If you’re reading this, you’re probably assuming I’m one of those. The ones who idolize their future life + dream husband + angel kiddos. Technically, it’d be a lie to say I don’t look forward to the beautiful things in life but I don’t make it my life per se. I’m way out of my comfort zone for writing this but I figured why not, it’s something we all wonder. I wanted to jot it down, especially since my thoughts are constantly in a whirlwind. Here’s an open letter to my future husband, can’t promise you won’t be undoubtedly creeped out or think I’m insane.

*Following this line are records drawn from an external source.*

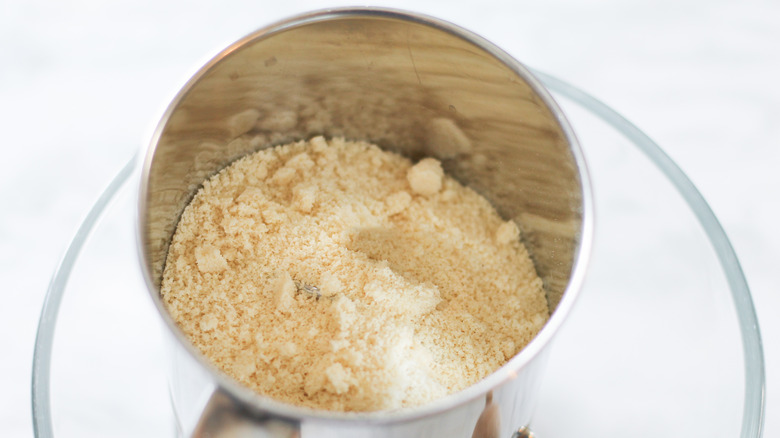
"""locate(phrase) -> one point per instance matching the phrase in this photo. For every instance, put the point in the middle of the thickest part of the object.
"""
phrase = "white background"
(83, 82)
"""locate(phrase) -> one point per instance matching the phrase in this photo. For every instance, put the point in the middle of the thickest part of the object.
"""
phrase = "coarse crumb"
(421, 288)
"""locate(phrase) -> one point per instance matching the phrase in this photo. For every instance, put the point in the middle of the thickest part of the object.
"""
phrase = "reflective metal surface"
(411, 84)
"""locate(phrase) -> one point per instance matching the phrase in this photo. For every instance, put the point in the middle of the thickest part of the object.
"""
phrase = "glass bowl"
(664, 338)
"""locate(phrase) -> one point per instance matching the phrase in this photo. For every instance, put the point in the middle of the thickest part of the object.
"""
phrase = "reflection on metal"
(223, 418)
(523, 432)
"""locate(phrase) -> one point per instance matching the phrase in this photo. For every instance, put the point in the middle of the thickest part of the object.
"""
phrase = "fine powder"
(336, 275)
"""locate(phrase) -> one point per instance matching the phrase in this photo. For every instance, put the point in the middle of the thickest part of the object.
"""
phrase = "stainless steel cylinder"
(409, 83)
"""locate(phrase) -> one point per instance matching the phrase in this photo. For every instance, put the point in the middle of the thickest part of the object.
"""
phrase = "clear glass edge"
(753, 411)
(755, 379)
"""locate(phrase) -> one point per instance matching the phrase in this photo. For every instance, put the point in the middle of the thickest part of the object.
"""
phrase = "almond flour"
(338, 276)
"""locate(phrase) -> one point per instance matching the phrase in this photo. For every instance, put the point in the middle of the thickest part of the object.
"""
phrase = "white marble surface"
(83, 82)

Dear future husband (Hubs, Love, Baby Boo Bop, w/e),
I don’t know if you’re roaming through Europe learning new cultures or roaming through your buddy’s kitchen struggling to make a sandwich. Whatever it is you’re doing at the moment, I hope you’re living with peace of mind and life is treating you well. I haven’t met you yet and who knows when I will but I did want to write a letter to you. What did my twenty-one-year-old self want to tell you? Well. To start off, congrats! You were something I never thought could happen, I can’t decide which ice cream flavor I want, let alone a life partner. Maybe you swayed me with your charm during a night on the town or maybe an unexpected run-in at a coffee shop made me in awe. Who knows what you pulled but you deserve a gold star. I hope we’re able to connect in ways I could never before with anyone else, I think they call it soul mates. I want us to truly listen and understand each other, I don’t want raging hurtful fights. I could deal with silly nonsense bickering over if I’m going to watch The Bachelor or you’re going to watch the Real Madrid game. By the way, you’d definitely end up watching The Bachelor. Or I might end up watching the Real Madrid game beyond my free will.

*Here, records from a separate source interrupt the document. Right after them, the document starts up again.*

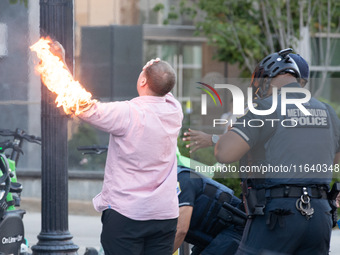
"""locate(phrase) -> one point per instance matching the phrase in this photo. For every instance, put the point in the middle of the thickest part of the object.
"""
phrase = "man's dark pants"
(123, 236)
(293, 234)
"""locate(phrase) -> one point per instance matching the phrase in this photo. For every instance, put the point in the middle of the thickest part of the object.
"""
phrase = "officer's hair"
(160, 77)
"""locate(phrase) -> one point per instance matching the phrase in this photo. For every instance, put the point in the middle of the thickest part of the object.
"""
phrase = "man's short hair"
(160, 77)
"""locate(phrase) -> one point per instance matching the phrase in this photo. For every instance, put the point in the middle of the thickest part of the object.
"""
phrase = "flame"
(57, 78)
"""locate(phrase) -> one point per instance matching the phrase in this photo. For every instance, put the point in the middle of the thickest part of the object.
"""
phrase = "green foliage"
(86, 136)
(245, 31)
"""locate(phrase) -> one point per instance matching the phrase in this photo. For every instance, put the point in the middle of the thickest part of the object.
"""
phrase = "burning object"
(57, 78)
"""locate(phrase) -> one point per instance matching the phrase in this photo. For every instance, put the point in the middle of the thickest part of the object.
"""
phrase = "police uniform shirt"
(291, 148)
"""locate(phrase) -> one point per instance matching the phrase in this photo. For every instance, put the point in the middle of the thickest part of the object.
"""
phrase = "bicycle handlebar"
(94, 149)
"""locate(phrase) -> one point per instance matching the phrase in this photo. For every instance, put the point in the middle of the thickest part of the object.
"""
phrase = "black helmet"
(271, 66)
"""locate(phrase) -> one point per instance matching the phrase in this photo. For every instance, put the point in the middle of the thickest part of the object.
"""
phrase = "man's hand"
(149, 63)
(198, 140)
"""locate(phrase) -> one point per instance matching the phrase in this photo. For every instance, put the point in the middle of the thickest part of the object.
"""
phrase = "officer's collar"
(292, 85)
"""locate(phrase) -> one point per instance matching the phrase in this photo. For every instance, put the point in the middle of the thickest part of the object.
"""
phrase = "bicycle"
(12, 237)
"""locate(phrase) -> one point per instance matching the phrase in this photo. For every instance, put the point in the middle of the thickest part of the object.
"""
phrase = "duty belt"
(295, 192)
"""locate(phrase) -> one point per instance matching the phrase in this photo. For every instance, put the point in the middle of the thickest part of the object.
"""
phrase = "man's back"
(140, 172)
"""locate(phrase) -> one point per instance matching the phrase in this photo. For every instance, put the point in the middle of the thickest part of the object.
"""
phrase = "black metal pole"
(56, 21)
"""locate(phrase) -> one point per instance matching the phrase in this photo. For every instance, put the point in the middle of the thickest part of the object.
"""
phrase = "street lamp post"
(56, 21)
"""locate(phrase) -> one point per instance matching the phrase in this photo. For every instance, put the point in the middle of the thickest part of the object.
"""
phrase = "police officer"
(287, 205)
(209, 217)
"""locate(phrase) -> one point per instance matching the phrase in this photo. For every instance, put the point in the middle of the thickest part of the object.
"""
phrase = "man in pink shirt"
(138, 200)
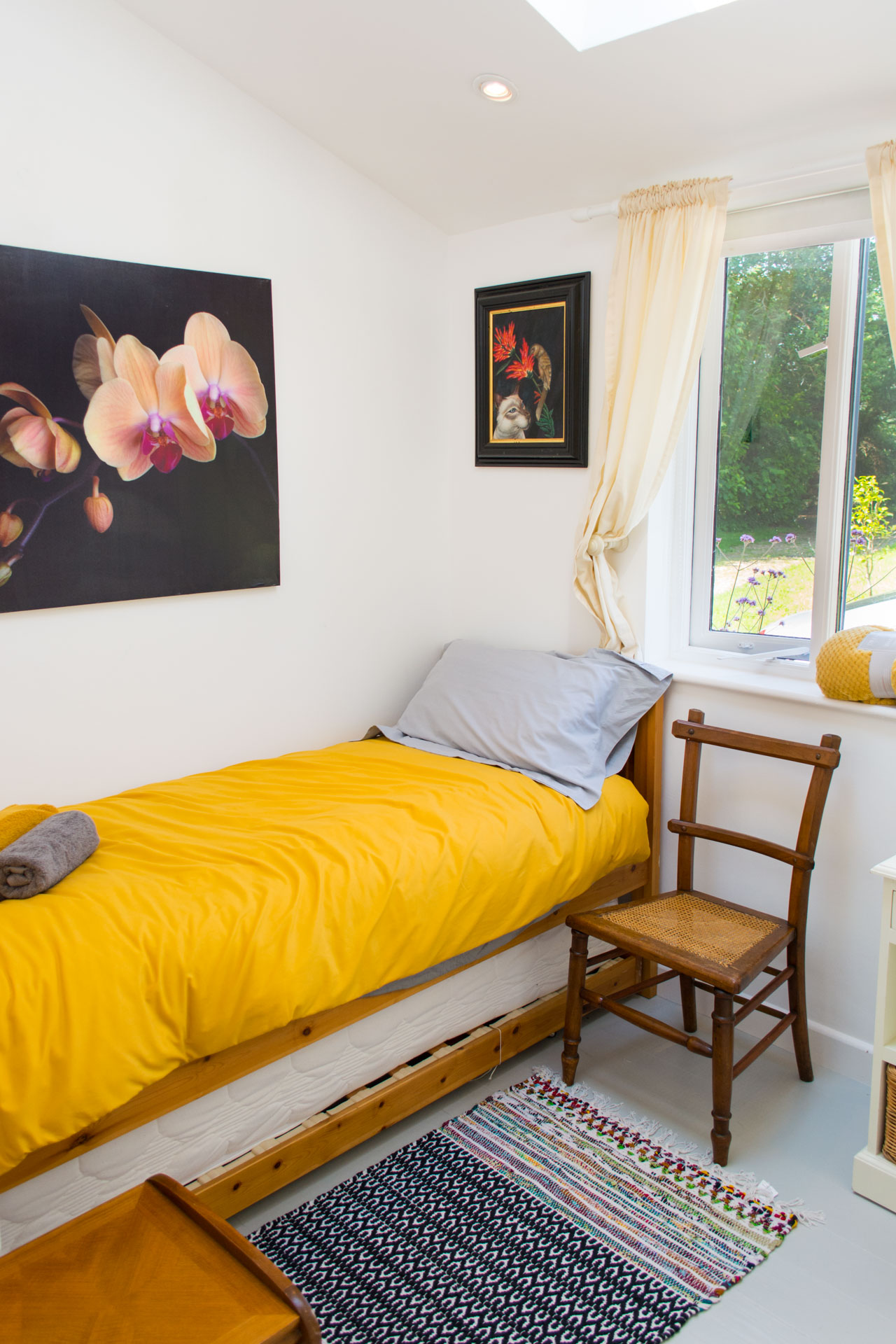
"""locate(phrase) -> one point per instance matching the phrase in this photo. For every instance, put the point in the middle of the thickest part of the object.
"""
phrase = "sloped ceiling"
(754, 88)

Don’t stop challenging me, you probably showed me this side that makes me want to be the best I can be. I don’t want us to base our life on each other, just because you have a new addition doesn’t mean I want you to stop pursuing your dreams and ambitions. I’ll encourage you and support you through your best decisions and laugh with you at your worst. I don’t want us to stop valuing each other because we’re used to the concept of marriage. It’s not a one and done deal, It’s something we will work on forever. I want to still go on dates to the cute Italian place down the street when I’m 70, romance should never die. I don’t want us to stop loving one another as time goes on. I will still love you with your morning breath and bed head hair, if not be madly in love with you. Getting gray hair and wrinkles? We’ll have our own version of The Notebook. I want to show our future kids that love is real, it doesn’t get lost over time. I don’t know if I’ll be your first love but I do hope to be your last. I want to live a wholesome life with you filled with respect, value, love, and integrity. Last but not least, I want you to know I appreciate you. You accepted me and loved me for who I am and that’s all we can really ask for.